Built on the site of the old stadium, the organizers have used more than 90% of the demolished material in building new stadiums, according to Hassan Al Thawadi, secretary general of Qatar’s Supreme Committee for Delivery and Legacy.
Its proximity to other venues is designed to make the tournament accessible for fans.
“The fact that this stadium is five kilometers away from the Education City Stadium represents the fact that it is a compact World Cup,” added Al Thawadi.
“We always made that commitment to the fans. The best way to describing it is the Olympic spirit but within the World Cup.
“I think fans will be able to watch more than one match a day and that’s a very unique offering.”
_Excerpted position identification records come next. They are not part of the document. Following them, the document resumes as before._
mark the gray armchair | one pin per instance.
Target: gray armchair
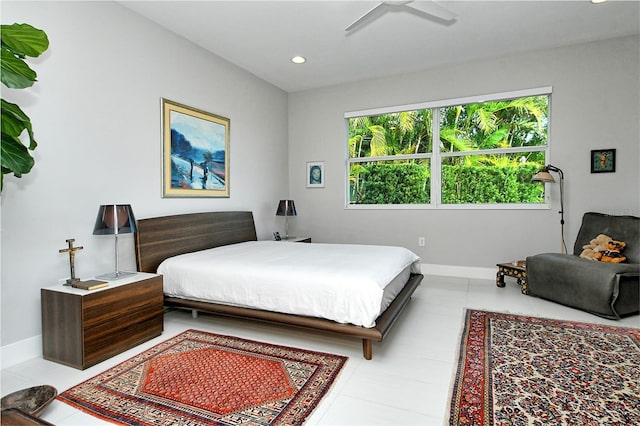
(610, 290)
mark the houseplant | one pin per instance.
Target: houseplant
(18, 41)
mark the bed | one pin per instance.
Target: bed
(161, 240)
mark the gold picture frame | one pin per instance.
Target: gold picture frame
(195, 152)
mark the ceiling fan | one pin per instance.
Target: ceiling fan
(430, 8)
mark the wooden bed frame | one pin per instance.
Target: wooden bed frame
(163, 237)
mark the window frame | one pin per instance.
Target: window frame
(435, 157)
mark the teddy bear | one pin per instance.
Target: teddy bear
(593, 250)
(612, 253)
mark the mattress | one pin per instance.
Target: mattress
(345, 283)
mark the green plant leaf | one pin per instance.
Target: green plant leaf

The stadium will also play host to numerous FIFA Club World Cup matches, including the opening match between Qatari champions Al Duhail and Auckland City of New Zealand on February 1, 2021.
As well as the Ahmad Bin Ali Stadium and the Education City Stadium, the two other completed venues are Al Janoub Stadium and the Khalifa International Stadium.
The awarding of the 2022 World Cup to Qatar in 2010 has been mired in controversy as allegations of human rights violations against workers have been leveled at the country.